Kalaghatgi Prabhav, Pfeifer Nico, Lengauer Thomas
Department of Computational Biology and Applied Algorithmics, Max Planck Institute for Informatics, Saarbrücken, Germany Graduate School of Computer Science, Saarland University, Saarbrücken, Germany
Department of Computational Biology and Applied Algorithmics, Max Planck Institute for Informatics, Saarbrücken, Germany.
Mol Biol Evol. 2016 Oct;33(10):2720-34. doi: 10.1093/molbev/msw123. Epub 2016 Jul 19.

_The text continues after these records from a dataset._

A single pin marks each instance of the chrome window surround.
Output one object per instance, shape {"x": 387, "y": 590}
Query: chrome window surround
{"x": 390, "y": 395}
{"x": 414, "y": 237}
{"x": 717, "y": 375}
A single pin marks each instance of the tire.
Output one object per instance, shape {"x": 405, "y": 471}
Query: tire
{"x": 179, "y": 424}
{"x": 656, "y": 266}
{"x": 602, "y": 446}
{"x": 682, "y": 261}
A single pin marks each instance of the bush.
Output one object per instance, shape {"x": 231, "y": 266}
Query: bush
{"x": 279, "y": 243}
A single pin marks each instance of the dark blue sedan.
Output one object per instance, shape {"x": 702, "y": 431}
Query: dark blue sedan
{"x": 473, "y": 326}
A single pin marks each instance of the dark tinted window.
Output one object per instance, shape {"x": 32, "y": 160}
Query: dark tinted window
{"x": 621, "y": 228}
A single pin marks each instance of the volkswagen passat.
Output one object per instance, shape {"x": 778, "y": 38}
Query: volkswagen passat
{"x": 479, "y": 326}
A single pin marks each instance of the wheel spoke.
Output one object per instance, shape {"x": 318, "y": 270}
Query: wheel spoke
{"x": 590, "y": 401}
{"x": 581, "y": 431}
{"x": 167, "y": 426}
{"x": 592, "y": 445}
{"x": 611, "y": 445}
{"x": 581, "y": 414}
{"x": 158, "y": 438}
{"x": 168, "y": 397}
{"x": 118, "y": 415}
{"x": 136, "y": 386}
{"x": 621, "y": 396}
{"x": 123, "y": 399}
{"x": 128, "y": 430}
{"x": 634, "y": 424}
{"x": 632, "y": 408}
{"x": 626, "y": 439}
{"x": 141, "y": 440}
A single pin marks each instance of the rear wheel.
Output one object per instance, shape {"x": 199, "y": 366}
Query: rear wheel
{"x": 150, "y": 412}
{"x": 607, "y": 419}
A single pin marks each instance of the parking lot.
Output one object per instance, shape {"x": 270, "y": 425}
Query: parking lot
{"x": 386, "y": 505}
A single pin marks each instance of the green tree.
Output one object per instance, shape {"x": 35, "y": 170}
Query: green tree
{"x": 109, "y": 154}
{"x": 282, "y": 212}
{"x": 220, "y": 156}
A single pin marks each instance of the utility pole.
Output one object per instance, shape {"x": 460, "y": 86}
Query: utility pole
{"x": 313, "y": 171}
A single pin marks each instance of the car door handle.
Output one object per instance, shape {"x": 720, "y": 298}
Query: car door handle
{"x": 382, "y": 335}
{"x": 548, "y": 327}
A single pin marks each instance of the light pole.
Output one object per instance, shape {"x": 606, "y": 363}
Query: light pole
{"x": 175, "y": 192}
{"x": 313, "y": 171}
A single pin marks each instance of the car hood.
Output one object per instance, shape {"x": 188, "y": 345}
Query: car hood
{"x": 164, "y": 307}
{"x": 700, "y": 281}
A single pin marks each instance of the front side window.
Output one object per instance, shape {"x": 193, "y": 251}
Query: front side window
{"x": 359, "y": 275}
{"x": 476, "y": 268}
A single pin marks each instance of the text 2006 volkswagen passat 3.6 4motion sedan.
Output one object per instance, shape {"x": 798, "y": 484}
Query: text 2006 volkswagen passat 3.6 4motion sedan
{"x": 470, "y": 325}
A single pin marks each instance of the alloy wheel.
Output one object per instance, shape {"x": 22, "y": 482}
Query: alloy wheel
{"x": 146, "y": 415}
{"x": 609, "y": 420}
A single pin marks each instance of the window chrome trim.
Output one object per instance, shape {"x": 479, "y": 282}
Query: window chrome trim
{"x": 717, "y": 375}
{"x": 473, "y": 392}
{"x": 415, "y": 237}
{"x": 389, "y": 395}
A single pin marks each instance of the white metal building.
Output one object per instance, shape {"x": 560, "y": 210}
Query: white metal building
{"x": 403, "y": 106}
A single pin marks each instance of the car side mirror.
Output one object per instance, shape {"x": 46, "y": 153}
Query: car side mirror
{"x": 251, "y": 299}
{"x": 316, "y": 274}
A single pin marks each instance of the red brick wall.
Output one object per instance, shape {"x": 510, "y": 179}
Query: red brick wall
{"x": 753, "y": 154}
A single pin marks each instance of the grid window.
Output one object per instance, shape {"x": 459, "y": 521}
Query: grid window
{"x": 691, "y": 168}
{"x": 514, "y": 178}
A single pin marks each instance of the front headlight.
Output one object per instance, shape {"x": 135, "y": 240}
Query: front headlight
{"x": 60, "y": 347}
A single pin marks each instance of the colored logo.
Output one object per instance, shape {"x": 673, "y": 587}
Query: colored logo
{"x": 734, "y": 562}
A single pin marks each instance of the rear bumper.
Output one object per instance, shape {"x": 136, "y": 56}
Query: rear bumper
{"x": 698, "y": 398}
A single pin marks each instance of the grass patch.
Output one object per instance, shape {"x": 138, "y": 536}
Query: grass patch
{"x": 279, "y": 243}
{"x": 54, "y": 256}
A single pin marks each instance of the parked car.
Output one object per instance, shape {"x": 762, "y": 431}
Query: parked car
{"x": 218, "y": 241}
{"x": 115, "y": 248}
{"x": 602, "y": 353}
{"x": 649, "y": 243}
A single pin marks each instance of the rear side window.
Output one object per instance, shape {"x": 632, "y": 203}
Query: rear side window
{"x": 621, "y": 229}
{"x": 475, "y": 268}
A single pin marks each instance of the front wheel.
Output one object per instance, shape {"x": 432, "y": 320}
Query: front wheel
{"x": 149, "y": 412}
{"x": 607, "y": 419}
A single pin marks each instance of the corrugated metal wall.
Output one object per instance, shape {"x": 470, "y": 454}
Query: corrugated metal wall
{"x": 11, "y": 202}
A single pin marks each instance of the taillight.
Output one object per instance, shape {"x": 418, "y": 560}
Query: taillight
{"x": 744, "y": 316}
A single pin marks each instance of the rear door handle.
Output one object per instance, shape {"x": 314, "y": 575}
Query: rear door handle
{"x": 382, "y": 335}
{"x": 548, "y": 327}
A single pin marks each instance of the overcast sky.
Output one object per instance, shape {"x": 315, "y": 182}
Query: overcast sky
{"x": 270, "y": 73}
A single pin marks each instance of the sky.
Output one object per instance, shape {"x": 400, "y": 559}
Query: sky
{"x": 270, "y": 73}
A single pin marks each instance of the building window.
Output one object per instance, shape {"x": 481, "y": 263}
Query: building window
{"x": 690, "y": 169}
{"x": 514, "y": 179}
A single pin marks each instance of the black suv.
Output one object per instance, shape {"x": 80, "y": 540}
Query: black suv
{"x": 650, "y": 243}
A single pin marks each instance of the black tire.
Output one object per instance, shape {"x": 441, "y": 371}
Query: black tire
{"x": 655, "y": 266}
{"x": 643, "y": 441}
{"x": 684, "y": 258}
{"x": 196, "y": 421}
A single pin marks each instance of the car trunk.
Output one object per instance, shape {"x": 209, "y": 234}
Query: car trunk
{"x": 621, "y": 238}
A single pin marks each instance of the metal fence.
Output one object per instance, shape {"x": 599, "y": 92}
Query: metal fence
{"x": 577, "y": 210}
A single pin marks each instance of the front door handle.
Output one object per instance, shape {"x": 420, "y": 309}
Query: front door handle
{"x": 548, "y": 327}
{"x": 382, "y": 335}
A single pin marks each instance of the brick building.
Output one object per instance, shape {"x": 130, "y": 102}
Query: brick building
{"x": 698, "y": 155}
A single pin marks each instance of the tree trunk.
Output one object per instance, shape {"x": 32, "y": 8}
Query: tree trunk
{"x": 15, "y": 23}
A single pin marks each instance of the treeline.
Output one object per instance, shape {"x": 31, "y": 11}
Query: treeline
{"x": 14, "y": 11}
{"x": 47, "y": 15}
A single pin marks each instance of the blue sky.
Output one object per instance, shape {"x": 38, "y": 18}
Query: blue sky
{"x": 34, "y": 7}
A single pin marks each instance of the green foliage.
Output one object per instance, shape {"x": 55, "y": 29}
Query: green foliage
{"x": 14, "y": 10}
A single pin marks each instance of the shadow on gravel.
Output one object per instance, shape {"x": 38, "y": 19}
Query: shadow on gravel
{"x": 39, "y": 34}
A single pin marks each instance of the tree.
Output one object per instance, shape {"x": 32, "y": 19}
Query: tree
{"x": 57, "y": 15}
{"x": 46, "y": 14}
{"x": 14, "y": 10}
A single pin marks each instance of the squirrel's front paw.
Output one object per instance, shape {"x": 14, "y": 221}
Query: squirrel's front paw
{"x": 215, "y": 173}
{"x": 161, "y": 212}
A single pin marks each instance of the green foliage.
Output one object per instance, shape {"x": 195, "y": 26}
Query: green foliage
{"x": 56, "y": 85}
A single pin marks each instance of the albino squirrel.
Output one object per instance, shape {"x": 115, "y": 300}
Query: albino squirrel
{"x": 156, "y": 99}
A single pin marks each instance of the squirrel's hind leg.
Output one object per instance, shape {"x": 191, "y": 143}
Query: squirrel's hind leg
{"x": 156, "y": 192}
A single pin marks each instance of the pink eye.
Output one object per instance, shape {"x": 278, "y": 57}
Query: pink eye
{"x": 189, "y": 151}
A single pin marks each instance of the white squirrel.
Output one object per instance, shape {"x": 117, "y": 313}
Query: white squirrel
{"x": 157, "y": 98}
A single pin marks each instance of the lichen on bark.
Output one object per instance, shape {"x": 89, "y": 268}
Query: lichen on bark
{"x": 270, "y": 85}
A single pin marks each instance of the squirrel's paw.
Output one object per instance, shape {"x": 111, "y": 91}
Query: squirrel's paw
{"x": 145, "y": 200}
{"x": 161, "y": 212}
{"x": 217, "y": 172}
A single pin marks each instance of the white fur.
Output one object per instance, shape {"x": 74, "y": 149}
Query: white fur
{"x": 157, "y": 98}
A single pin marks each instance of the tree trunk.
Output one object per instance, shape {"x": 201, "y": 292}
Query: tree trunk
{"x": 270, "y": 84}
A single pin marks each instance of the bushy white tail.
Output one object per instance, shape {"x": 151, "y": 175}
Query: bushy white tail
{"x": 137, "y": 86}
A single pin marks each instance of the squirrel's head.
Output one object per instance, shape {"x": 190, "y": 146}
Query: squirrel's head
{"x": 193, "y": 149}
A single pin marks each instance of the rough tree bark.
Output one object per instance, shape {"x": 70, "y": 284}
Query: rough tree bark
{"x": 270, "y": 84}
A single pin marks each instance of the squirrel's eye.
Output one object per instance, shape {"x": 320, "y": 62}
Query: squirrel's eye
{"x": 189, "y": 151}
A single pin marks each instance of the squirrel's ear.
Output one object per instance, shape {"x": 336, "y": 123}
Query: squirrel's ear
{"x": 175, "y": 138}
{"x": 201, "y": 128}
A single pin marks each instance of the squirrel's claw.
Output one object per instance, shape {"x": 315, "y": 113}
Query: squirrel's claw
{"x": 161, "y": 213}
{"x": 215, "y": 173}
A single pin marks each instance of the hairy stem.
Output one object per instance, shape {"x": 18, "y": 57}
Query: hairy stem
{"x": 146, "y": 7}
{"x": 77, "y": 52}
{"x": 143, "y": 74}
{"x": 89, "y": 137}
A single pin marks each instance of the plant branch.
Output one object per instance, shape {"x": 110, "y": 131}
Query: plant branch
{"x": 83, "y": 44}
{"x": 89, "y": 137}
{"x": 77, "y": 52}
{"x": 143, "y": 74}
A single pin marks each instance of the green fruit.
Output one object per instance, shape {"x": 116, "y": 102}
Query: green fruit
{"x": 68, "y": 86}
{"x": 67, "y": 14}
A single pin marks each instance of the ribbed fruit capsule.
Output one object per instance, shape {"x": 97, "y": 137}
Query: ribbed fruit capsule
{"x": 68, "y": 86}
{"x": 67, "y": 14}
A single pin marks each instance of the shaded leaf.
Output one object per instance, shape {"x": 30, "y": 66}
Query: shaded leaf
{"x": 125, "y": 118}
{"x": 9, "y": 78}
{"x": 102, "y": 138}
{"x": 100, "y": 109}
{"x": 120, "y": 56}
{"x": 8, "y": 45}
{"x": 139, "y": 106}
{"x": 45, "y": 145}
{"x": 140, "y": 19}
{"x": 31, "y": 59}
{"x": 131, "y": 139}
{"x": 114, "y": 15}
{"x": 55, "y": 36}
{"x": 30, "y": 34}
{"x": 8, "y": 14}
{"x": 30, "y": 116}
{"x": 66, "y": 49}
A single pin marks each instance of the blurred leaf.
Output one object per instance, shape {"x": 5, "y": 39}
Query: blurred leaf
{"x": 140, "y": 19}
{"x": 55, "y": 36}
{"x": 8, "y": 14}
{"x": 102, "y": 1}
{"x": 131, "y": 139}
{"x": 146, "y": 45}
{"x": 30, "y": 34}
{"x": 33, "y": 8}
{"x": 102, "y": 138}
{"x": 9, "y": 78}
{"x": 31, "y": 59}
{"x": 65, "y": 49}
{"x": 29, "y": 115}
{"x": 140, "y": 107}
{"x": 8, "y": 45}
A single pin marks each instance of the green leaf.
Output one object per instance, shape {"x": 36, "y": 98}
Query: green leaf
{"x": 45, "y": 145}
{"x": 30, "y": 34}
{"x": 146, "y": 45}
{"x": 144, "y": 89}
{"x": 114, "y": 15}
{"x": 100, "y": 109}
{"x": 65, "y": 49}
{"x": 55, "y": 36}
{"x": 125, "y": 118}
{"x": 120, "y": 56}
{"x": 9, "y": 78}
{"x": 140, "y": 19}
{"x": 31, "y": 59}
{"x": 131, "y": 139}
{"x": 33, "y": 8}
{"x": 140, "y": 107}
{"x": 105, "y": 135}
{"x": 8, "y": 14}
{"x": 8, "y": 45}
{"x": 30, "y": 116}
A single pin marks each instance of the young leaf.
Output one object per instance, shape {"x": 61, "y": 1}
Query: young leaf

The widely used model for evolutionary relationships is a bifurcating tree with all taxa/observations placed at the leaves. This is not appropriate if the taxa have been densely sampled across evolutionary time and may be in a direct ancestral relationship, or if there is not enough information to fully resolve all the branching points in the evolutionary tree. In this article, we present a fast distance-based agglomeration method called family-joining (FJ) for constructing so-called generally labeled trees in which taxa may be placed at internal vertices and the tree may contain polytomies. FJ constructs such trees on the basis of pairwise distances and a distance threshold. We tested three methods for threshold selection, FJ-AIC, FJ-BIC, and FJ-CV, which minimize Akaike information criterion, Bayesian information criterion, and cross-validation error, respectively. When compared with related methods on simulated data, FJ-BIC was among the best at reconstructing the correct tree across a wide range of simulation scenarios. FJ-BIC was applied to HIV sequences sampled from individuals involved in a known transmission chain. The FJ-BIC tree was found to be compatible with almost all transmission events. On average, internal branches in the FJ-BIC tree have higher bootstrap support than branches in the leaf-labeled bifurcating tree constructed using RAxML. 36% and 25% of the internal branches in the FJ-BIC tree and RAxML tree, respectively, have bootstrap support greater than 70%. To the best of our knowledge the method presented here is the first attempt at modeling evolutionary relationships using generally labeled trees.
广泛使用的进化关系模型是一种二叉树,所有分类单元/观测值都位于叶子节点处。如果分类单元在进化时间上被密集采样且可能存在直接的祖先关系,或者如果没有足够的信息来完全解析进化树中的所有分支点,那么这种模型就不合适。在本文中,我们提出了一种基于距离的快速凝聚方法,称为家族合并(FJ),用于构建所谓的一般标记树,其中分类单元可以位于内部节点,并且树可能包含多歧分支。FJ基于成对距离和距离阈值构建这样的树。我们测试了三种阈值选择方法,即FJ-AIC、FJ-BIC和FJ-CV,它们分别最小化赤池信息准则、贝叶斯信息准则和交叉验证误差。与模拟数据上的相关方法相比,FJ-BIC在广泛的模拟场景中重建正确树方面表现出色。FJ-BIC被应用于从已知传播链中的个体采样的HIV序列。发现FJ-BIC树与几乎所有传播事件都兼容。平均而言,FJ-BIC树中的内部分支比使用RAxML构建的叶子标记二叉树中的分支具有更高的自展支持率。FJ-BIC树和RAxML树中分别有36%和25%的内部分支自展支持率大于70%。据我们所知,本文提出的方法是首次尝试使用一般标记树对进化关系进行建模。